Turner’s endorsements include a significant one: Orlando mayor Buddy Dyer.

“I’ve been campaigning for over a year,” Turner said, “and I’ve gotten to know the needs of the community and I’ve met some phenomenal people... Physically, spiritually and emotionally, it has been the greatest experience of my life. I hope I win.”

One of Turner’s proudest recent moments was being asked as a veteran to be one of the three people in an honor guard at a fellow veteran’s funeral. He didn’t even know the person, but “that’s one of the duties you have. To give final salute. The most important thing is to do the right thing—and that’s what I try to do regardless of the consequences.”

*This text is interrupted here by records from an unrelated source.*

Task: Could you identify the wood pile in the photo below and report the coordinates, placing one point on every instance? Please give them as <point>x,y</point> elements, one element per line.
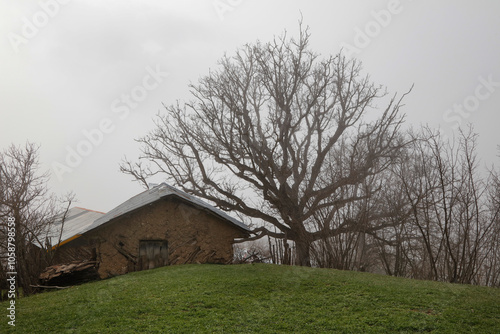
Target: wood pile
<point>73,273</point>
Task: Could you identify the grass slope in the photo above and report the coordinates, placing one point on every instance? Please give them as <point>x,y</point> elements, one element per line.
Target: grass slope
<point>259,299</point>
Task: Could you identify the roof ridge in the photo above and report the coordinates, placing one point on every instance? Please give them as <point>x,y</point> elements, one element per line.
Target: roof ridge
<point>79,207</point>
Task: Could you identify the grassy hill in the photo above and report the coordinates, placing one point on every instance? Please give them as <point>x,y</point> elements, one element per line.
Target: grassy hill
<point>260,299</point>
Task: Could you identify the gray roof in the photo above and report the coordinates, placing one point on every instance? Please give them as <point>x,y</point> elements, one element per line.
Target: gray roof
<point>154,194</point>
<point>77,220</point>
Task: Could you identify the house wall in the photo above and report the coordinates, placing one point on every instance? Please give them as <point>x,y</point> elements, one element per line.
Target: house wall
<point>193,235</point>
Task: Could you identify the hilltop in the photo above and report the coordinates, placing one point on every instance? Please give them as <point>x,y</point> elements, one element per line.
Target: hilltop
<point>259,298</point>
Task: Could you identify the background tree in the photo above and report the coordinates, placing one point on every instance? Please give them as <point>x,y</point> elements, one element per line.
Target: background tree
<point>277,134</point>
<point>24,196</point>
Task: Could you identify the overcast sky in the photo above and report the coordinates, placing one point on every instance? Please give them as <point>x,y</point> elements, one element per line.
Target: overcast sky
<point>84,78</point>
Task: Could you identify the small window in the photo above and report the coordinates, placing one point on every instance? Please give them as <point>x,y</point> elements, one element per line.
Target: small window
<point>152,254</point>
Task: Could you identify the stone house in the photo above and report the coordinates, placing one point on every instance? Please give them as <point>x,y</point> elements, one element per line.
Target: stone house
<point>160,226</point>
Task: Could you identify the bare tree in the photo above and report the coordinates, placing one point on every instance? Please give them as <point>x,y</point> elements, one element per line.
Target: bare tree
<point>25,199</point>
<point>261,136</point>
<point>452,227</point>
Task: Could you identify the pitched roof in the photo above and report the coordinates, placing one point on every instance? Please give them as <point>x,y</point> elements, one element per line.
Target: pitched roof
<point>163,190</point>
<point>79,221</point>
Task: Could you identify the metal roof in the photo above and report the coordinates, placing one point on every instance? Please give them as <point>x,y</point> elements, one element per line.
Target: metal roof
<point>154,194</point>
<point>77,220</point>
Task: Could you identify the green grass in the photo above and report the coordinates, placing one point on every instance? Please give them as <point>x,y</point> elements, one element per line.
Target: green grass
<point>259,299</point>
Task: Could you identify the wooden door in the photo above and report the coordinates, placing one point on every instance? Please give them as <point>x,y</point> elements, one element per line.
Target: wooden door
<point>152,254</point>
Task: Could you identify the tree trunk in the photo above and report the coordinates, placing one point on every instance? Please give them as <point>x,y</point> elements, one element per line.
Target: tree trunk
<point>302,253</point>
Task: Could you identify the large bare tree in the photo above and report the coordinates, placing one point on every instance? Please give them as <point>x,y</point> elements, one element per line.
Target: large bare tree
<point>277,134</point>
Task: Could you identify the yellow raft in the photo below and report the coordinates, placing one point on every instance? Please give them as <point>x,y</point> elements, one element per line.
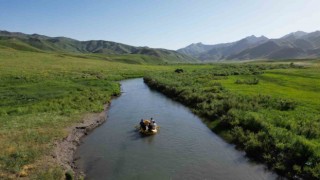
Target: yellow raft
<point>148,132</point>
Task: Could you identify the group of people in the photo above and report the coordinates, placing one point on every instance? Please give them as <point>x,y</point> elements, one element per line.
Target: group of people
<point>150,125</point>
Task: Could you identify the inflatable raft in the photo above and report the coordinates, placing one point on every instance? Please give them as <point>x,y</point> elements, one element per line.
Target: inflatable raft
<point>147,131</point>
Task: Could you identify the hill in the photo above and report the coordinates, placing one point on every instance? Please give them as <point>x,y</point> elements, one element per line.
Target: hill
<point>295,45</point>
<point>41,43</point>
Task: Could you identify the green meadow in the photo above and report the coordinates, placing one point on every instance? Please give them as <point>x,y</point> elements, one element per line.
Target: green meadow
<point>270,110</point>
<point>44,93</point>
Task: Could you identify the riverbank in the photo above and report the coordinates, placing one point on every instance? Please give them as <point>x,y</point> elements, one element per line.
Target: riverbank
<point>268,111</point>
<point>65,149</point>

For more information about Jim Turner and his campaign, visit www.JimTurnerforJudge.com.

3 comments:

Anonymous said...

This man is the most belligerent, insensitive, irate attorney i have ever met. I needed an attorney for a discrimination case and he was very rude, unprofessional, had a bad attitude and stated that the client needed to learn english if he was going to be in America bottom line. No guidance, assistants, or understanding was rendered by this attorney. He was annoyed throughout our brief conversation. Steer clear, you don't want this man to be the next judge, we'll all be in trouble. Mr. Turner, you don't have my vote...

Anonymous said...

Ditto! I have worked with Jim Turner for the last 2 years and he is the absolute rudest, most unprofessional person I have ever met in my life! I have never met anyone who walks into another company's office, unannounced, on multiple occassions, without scheduling an appointment in advance, walks PAST the reception desk, and helps himself to whatever he pleases, and when the receptionist asks if she can help him he DEMANDS immediate service without scheduling in advance. All this while he hadn't paid his bill for services in over a YEAR! AND... had the audacity to ask the manager of that office if he would make a campaign contribution. Everyone who works in Jim Turner's downtown office building HATES him! I cannot believe he got more votes than the other candidates! WHO DID HE BRIBE??????

NewJorRican said...

LMAO...I called Jim about a Civil employment case where my former employer is refusing to pay me my commision checks. He told me that because he was running for judge and that the amount of my commission weren't enough for him to take the case. Meanwhile, I am a military vet. I will make sure I vote against Jim.